In organizing the writing cabinet, a section of my home office full of my written project, I got old journals and reflective pieces that in fact I thought I had thrown inside decades-ago cleaning of old, deep personal lodging. At that moment, I tore the lined, handwritten pages in each journal and broke them into my little shredder as I sat on the hardwood floor.
Before my extinction in the journal, during some of my sleepless nights, I was tormented by the fear of another pair of eyes coming into my thoughts — many of them were dark and written only for myself. readers. Worse, I feel horrible and I am embarrassed if my wife or son is in the eyes that come from these writings. But, before I chose to erase the evidence of my less contemplation, my anger, and my rage, I sat on the floor, again, and read everything.
Learning About My Younger Self
I learned a lot about my younger self, because some of my prose came from a period of time when I was 40, an hour when my youngest was still in high school; a time when both of my parents were alive; and an hour my dear friend Marion called me on the daily update before she, too, suddenly passed away still too young.
I read about my hardships, challenges, my whole and often overwhelming life as a wife, mother, daughter, and full-time professor with hours of paperwork at night. All these papers took large pieces from me, and my tiring days were emphasized by a line I drew in my journal, one that really took my breath away as I read it for twenty years that passed: I learned to live under the radar of my own life.
At the time, I could only see so many fragmented pieces of myself — so much so that my emotional existence was in question. If I only had a clear vision to tell myself that while I was in the thick of it all (including all the roles I carried), this is what life is all about — juggling the dimensions that make us complete despite the hardship. Ironically, I am not aware that these experiences — these considered challenges are simpler times.
Being Fully Present - First and Center
Now, my life is full, however due to age, growth, and sadly passing some of those around me, many roles are diminishing. On the other hand, I do not live under the radar of my own life. I was completely present — first and foremost — in my senior self, a gift given to me by time. I laugh at the ease of older age, retirement, of grandparenthood while my children are free and look to me for friendship rather than advice. I never expected to write such thoughts in my journals long ago, but now I can and will do it with both relief and joy.
My younger self wrote about the storms my husband and I had, and the ones that weakened us, but we were not destroyed. I lived my own education and I realized that there is beauty and an inner peace in a lasting relationship, one in which we can both say, “Do you remember the time when our main water pipes exploded? when we brought Brian (our third) home from the hospital and we had no extra money to fix them? ”Now, we smiled, but then, we cried.
Right now, there is comfort in our struggles in the struggle and in our immense joy, but my writing often shows the frustration of a younger husband that the husband simply does not understand. Twenty years later the dramatic ramblings were far from the truth, for years it showed me that he always understood me. Peace fell upon us as we remembered the struggles we had left.
Writing Struggles and Advances
Another old journal reflects my passionate struggle with my writing. I was troubled by what to write about, because I wanted to write a book, but nothing was clear yet on the subject. My reflections are clear, though: I want to help others and write from my heart. I want to be a journey for others and for me.
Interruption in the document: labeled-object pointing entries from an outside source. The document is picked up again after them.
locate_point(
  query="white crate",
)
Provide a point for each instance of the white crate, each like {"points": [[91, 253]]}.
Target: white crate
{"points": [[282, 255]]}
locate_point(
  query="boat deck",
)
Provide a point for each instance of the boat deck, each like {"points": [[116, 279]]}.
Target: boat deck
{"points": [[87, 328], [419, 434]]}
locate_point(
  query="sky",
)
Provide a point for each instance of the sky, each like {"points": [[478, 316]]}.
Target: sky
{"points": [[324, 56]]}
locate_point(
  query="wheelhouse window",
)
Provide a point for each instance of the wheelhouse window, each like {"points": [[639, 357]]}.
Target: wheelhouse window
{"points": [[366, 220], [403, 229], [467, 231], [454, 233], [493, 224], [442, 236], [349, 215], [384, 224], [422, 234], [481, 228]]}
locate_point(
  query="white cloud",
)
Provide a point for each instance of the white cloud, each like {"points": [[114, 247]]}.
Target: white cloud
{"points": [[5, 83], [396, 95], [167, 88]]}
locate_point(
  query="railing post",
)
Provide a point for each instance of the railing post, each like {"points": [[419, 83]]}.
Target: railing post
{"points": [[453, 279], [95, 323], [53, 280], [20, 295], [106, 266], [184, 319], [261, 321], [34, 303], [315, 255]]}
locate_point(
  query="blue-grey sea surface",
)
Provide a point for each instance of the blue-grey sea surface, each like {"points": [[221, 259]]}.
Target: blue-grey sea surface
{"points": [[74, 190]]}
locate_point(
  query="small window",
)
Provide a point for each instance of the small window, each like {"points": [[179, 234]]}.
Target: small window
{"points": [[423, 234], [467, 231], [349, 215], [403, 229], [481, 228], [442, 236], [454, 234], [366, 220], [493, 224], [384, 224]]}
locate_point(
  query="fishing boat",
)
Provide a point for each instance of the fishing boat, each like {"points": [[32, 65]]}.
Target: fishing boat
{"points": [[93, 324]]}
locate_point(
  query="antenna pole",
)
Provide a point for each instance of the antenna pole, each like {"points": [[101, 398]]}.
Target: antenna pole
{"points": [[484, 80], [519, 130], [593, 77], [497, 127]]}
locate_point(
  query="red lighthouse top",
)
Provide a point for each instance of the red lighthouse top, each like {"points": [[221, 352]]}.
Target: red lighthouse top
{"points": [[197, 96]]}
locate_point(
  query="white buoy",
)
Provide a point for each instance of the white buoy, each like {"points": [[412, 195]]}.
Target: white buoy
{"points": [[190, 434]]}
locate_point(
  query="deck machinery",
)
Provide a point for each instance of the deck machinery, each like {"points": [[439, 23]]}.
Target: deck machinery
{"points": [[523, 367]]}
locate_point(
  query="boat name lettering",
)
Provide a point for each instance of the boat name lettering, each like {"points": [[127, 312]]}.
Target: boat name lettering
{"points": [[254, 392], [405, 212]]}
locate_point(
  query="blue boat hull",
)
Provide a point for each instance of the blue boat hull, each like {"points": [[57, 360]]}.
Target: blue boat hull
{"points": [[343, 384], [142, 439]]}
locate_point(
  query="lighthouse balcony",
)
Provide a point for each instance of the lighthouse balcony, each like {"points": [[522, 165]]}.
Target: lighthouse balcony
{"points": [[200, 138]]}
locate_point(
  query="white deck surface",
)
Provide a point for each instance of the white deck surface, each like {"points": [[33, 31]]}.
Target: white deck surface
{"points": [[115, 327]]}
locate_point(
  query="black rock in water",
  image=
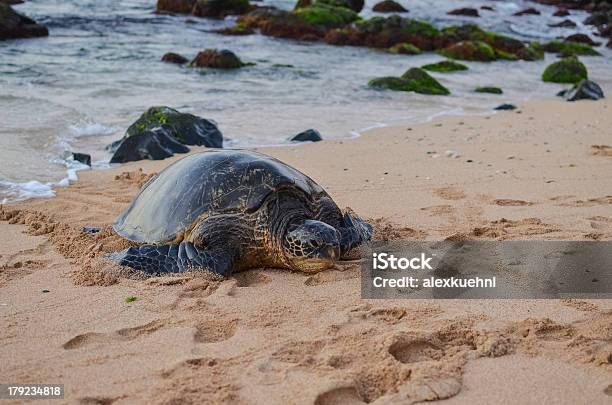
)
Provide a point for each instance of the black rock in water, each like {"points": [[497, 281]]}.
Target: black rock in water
{"points": [[155, 144], [584, 90], [14, 25], [82, 157], [172, 57], [162, 131], [505, 107], [310, 135]]}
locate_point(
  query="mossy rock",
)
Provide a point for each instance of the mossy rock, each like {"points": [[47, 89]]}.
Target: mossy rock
{"points": [[421, 82], [187, 128], [566, 70], [326, 16], [404, 49], [445, 66], [397, 25], [566, 48], [217, 59], [489, 89], [390, 83], [470, 50]]}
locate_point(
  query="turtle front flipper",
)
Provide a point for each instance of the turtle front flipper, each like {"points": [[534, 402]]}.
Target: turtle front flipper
{"points": [[179, 258], [354, 231]]}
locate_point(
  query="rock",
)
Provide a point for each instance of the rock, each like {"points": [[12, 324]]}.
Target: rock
{"points": [[175, 6], [154, 144], [470, 50], [470, 12], [415, 79], [389, 6], [162, 131], [326, 16], [562, 12], [220, 8], [563, 24], [238, 29], [390, 83], [505, 107], [385, 32], [581, 39], [172, 57], [528, 11], [566, 48], [215, 59], [584, 90], [445, 66], [14, 25], [566, 70], [421, 82], [488, 89], [310, 135], [355, 5], [404, 49], [82, 158]]}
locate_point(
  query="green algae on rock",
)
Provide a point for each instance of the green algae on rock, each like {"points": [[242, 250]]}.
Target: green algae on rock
{"points": [[566, 48], [566, 70], [215, 59], [489, 89], [326, 16], [470, 50], [445, 66], [415, 79], [404, 49]]}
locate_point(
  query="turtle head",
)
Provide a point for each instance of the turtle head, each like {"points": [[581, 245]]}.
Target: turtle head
{"points": [[312, 246]]}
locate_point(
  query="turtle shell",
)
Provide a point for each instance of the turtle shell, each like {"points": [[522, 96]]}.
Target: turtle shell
{"points": [[213, 182]]}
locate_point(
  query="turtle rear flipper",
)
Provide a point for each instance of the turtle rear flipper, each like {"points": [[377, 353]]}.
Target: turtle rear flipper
{"points": [[354, 232], [179, 258]]}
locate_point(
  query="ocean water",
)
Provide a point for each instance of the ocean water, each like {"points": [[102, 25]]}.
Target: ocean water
{"points": [[79, 88]]}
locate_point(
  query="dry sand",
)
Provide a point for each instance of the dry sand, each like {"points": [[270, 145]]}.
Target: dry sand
{"points": [[275, 337]]}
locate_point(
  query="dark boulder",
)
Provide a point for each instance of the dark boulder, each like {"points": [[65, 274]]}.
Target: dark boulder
{"points": [[14, 25], [581, 39], [154, 144], [389, 6], [584, 90], [172, 57], [175, 6], [566, 70], [505, 107], [466, 11], [220, 8], [82, 158], [310, 135], [564, 24], [528, 11], [162, 131], [215, 59]]}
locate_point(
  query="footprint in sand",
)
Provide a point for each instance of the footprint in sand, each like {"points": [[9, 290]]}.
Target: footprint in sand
{"points": [[340, 396], [449, 193], [212, 331], [505, 202], [416, 350], [97, 400], [251, 278], [125, 334]]}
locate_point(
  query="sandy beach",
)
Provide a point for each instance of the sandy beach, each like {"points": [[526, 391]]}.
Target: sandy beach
{"points": [[270, 336]]}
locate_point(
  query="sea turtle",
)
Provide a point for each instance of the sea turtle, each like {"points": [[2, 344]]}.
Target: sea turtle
{"points": [[229, 210]]}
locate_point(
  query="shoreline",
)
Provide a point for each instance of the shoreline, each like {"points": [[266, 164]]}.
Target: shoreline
{"points": [[528, 174]]}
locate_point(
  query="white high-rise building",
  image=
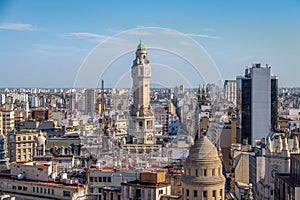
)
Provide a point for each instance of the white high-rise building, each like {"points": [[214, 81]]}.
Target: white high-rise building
{"points": [[230, 91], [258, 106], [141, 124]]}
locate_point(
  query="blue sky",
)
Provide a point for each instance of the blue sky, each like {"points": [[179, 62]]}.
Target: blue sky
{"points": [[43, 43]]}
I prayed for guidance in helping me on the subject. The following year, I started writing my book When Will I Be Beautiful? A Replacement of the Child's Travel to Healing. I enjoy fulfilling my goal of helping others, and readers comment on the popularity of the book’s themes. Ten years ago, I had no way of knowing that, as I wrote the little piece of my book each day, I could see my direction and a dream come true through my prose.
And, finally, my writing from a long time reflects a common theme that I have drawn throughout my life: never feeling good enough (clearly reflected in the title of my book). I write in logic as well, telling myself that these are old tapes and need not be believed. Although I can accept the intellectual that such thoughts are invalid, they are still my feelings, but the "voices" are now quieter than in the past, so I am grateful for my progress.
Reading my old journals explains how far I am and how much I am contained in my own skin. Although reasoned to say that "life is a journey," the writing suggests the validity of such a phrase. Most of all, I enjoyed getting to know my younger self through my writings, so that he could continue to teach me about my progress. I recognize him as I hold back the pieces of my letter that are just for my eyes.
When I joined this community, I immediately search for people who are into journals and I found your article and I find it very relevant to me. Just like you I also write my experiences in notebooks and now I have journals, whenever I look on it the memories of the past, both happy and sad, success and struggles and they are worth remembering. Keep writing!